Summertime is synonymous with family reunions. Some people embrace this fact with wild enthusiasm, while others greet the idea with a deep groan and an eye roll.
Which one are you?
I fall into the first camp. I absolutely love getting together with all my cousins. We may not see each other but once every year or two, but when it’s family reunion time, we always pick up right where we left off.
Twice now, I’ve had the honor of helping plan our Acker Family Reunion, so I thought I’d share a few tips and ideas about organizing a family reunion.
- When you’re planning a family reunion, start well in advance. For a group our size, with more than 100 people, we’ll usually plan a year ahead. It takes time to find the right place and negotiate a good deal. Alternatively, if you get the urge to have a spontaneous reunion this summer, don’t spend your time worrying about planning and details. Just make a command decision about the date and location, and send out a note announcing where you’ll be and when. Then, see who shows up! You can let everyone be responsible for their own reservations and food.
- Make a list of your “must haves” before you start researching a family reunion destination. For example, the Acker family must have access to water, be it a lake, river, or ocean. We must have a place that’s pet friendly, and we must find a location that can accommodate 100 or more people, preferably in a combination of cabins and RV camping. Then, when you begin your research, you’ll be able to narrow the list of contenders quickly.
- Involve the family in the planning. While you don’t want an abundance of cooks in the proverbial planning kitchen, it’s great to get input. I did a quick, free, online survey using Survey Monkey to narrow down the options for dates, a location, and preferred activities. Just remember that you won’t be able to please all of the people, so don’t try. There will still be something for everyone.

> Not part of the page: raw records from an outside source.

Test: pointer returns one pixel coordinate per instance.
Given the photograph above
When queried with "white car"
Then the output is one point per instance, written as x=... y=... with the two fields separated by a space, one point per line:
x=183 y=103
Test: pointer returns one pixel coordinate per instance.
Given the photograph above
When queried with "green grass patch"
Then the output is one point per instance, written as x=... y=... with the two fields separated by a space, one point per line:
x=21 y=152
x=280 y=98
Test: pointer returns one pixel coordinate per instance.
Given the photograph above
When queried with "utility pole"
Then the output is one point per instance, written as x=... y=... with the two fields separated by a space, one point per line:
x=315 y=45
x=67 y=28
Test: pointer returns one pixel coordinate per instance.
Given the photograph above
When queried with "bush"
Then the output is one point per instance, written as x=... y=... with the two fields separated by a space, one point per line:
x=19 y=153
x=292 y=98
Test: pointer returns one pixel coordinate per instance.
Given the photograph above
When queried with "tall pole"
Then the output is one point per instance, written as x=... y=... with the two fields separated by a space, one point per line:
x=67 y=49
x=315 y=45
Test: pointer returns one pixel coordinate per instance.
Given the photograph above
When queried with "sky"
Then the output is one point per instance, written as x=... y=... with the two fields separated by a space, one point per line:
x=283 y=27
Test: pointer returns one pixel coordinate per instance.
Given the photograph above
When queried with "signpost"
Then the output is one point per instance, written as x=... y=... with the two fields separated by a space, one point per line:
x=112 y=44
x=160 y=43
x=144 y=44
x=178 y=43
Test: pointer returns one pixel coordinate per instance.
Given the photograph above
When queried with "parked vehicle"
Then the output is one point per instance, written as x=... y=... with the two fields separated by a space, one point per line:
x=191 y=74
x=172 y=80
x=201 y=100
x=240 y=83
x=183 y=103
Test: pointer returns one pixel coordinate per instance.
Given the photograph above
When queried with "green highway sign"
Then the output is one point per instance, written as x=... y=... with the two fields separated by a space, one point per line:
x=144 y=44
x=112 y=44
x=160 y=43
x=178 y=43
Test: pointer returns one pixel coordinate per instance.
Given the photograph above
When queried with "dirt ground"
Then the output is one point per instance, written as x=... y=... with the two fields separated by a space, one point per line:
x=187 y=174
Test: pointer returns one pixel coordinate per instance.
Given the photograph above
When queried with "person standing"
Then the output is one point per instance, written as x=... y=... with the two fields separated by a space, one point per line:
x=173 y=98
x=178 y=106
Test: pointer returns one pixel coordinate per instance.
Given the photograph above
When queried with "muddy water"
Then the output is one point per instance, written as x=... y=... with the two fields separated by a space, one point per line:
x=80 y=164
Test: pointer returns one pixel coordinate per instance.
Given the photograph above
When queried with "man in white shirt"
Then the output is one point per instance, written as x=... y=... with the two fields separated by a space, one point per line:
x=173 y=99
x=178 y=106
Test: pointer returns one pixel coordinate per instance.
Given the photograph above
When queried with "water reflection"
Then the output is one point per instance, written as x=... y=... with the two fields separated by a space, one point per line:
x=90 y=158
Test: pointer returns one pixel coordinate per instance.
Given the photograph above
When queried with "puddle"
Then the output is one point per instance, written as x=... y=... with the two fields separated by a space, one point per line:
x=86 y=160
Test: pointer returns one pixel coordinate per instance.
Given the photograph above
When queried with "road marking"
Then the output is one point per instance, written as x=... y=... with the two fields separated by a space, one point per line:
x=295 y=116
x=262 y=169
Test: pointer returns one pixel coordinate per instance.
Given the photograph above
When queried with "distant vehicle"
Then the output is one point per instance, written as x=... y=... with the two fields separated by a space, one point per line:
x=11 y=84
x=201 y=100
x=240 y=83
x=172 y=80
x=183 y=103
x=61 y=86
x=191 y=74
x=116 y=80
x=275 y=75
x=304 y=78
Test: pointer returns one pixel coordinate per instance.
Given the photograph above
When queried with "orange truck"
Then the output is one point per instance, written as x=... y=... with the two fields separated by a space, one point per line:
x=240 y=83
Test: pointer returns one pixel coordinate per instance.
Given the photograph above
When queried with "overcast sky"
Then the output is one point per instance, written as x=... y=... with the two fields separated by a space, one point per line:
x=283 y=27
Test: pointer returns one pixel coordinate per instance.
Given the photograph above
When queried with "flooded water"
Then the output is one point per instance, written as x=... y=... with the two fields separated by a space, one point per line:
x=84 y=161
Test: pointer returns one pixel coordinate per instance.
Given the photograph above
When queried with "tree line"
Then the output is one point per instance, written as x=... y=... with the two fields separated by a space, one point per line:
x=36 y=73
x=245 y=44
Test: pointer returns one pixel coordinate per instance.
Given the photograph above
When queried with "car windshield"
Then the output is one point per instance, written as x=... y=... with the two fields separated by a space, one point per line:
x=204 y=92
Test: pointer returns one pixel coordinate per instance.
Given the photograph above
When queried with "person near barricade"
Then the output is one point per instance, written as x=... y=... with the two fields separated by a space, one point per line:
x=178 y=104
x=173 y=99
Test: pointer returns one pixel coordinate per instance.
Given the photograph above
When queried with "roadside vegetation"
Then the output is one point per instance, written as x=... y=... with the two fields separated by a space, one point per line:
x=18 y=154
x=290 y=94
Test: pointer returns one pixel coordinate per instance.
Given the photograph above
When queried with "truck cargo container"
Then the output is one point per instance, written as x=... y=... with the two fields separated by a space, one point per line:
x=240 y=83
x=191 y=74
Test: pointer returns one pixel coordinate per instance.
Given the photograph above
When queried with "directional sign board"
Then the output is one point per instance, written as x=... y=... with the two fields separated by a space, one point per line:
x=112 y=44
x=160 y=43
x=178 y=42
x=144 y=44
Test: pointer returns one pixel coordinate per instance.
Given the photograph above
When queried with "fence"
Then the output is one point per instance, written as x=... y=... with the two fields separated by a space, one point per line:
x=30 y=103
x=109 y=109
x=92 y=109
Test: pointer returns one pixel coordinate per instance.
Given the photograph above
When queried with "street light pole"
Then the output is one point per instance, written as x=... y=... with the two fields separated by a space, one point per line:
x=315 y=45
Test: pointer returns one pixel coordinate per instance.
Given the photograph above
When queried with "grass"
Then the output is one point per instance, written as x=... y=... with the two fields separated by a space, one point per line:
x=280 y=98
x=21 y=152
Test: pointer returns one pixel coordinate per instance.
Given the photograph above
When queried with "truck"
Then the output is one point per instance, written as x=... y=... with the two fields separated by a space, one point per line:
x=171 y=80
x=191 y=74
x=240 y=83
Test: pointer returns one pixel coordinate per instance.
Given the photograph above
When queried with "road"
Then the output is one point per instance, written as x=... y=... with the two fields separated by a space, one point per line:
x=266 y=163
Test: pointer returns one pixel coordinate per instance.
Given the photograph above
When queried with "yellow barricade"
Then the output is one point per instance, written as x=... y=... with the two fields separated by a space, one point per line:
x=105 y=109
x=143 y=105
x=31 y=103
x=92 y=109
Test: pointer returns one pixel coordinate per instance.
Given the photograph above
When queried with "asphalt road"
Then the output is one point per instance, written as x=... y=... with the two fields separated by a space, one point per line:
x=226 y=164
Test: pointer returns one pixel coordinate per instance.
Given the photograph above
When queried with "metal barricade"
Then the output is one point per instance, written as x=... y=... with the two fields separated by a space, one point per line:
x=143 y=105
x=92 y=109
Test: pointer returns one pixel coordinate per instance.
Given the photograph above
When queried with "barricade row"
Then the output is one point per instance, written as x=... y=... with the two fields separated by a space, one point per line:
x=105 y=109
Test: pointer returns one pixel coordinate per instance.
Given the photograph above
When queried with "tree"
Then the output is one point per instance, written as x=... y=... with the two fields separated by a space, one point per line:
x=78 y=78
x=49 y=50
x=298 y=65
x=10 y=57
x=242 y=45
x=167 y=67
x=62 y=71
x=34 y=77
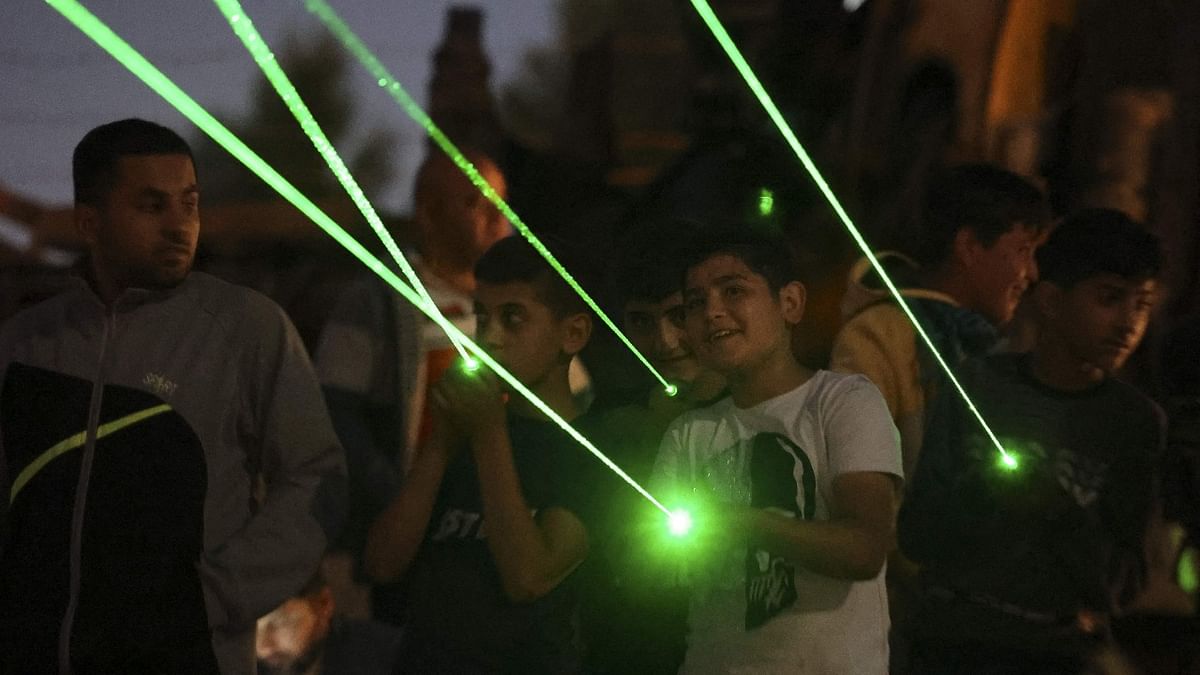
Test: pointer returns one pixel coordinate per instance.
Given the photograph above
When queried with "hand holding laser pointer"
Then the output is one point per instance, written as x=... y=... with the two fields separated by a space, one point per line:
x=471 y=399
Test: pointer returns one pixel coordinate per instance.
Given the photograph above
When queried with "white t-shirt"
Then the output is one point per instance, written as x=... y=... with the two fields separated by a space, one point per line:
x=783 y=454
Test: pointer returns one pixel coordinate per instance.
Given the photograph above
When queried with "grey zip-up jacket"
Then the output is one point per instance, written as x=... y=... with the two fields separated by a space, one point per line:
x=168 y=473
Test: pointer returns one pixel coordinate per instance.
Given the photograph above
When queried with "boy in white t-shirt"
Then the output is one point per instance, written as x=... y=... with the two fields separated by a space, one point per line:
x=803 y=472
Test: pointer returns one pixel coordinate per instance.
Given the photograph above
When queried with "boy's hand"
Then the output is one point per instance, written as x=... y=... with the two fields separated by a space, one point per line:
x=469 y=401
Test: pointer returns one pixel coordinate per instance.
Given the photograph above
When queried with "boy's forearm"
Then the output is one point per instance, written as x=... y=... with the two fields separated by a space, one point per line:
x=397 y=533
x=840 y=549
x=517 y=544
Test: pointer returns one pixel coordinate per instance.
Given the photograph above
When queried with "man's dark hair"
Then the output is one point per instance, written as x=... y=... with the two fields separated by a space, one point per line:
x=648 y=262
x=985 y=198
x=766 y=255
x=94 y=163
x=514 y=260
x=1097 y=242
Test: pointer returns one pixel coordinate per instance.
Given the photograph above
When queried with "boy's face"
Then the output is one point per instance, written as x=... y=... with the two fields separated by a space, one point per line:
x=732 y=318
x=1000 y=274
x=657 y=329
x=1102 y=318
x=517 y=329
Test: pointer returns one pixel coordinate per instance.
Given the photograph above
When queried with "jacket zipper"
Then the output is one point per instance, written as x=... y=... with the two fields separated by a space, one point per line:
x=89 y=453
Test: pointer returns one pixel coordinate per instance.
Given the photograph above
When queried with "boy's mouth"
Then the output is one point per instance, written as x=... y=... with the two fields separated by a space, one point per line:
x=720 y=334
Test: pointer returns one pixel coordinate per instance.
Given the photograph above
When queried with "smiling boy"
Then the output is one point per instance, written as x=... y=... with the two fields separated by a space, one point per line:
x=804 y=467
x=489 y=527
x=1023 y=568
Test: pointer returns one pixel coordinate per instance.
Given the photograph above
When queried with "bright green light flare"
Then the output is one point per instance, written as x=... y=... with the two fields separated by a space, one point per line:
x=161 y=84
x=359 y=49
x=1187 y=571
x=766 y=202
x=679 y=523
x=244 y=28
x=739 y=63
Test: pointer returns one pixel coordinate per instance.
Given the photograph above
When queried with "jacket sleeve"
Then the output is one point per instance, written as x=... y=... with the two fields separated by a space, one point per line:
x=303 y=501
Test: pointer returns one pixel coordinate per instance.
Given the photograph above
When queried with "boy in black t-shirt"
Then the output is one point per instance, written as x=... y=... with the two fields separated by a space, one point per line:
x=490 y=525
x=634 y=621
x=1024 y=566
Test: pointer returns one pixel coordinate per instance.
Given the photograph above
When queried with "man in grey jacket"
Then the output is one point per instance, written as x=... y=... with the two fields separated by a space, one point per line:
x=168 y=471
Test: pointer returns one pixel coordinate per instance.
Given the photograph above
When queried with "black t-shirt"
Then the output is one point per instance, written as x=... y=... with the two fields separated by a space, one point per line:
x=1024 y=550
x=460 y=620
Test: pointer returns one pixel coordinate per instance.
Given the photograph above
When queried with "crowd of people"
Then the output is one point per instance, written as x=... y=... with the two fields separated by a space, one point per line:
x=174 y=466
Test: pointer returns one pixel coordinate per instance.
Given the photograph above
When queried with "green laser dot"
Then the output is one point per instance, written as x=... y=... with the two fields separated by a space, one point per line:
x=766 y=202
x=354 y=45
x=103 y=36
x=1008 y=461
x=679 y=523
x=731 y=49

- Offer planned activities and plenty of down time. Sometimes it’s hard to find the right balance. You’ll probably want a couple of planned, full-group activities, but it’s also important to have down time for reconnecting one on one. We usually plan our group activities around mealtimes. We’ll do a chili cook-off or catfish fry one evening, and then buy the food for one group meal so there’s at least one evening where no one has to cook. I’m proud to say I won the last chili cook-off, but of course, one of my cousins is convinced “he wuz robbed!” We’ll both look forward to the next showdown!
Consider adding a fundraising event, such as an auction, to your list of activities to ensure there’s money in the kitty for the next year’s reunion. It costs money to hold blocks of rooms, pay for fun extras like boat rentals, or buy keepsakes to take home. We always announce to the group how much is in the kitty and hand it off to the next intrepid reunion planner, who’s diligent with the accounting.We’ve auctioned things such as family heirlooms, homemade pickles or hot sauce, and even garage sale type items. And, my especially talented cousin Jane made a quilt, which we raffled off. We wanted everyone to have an equal opportunity to win!
- Keep in touch and share your enthusiasm. Over the years, we’ve used everything from printed newsletters, to emails, to Facebook to keep in touch and share our random bursts of family happiness. This keeps people engaged and boosts the number of people who show up. After all, no one wants to miss out!
- Be flexible. Our family met last summer at Canyon of the Eagles in Burnet, Texas. It was a great spot for us, because they have gorgeous vistas of Lake Buchanan, cabins, and RV camping. By the time July 2011 came around, Texas was experiencing record heat, the drought was in full swing, lowering lake levels, and burn bans were in effect. We rolled with it, opting out of the rented ski boat for safety reasons, and choosing to rent kayaks and canoes instead. We found ourselves gathering poolside instead of swimming in the lake, and a lot of the chili cooking happened in crock pots instead of over a burner.
So, if you’re the brave one who’s planning your next reunion, my advice is to take your time, enjoy the experience, and don’t get caught up in a quest for perfection.
The goal is to spend quality time together, make a few new memories, and maybe capture a few embarrassing photos that can be used against your relatives in the future. If you’ve accomplished those three things, your reunion is complete!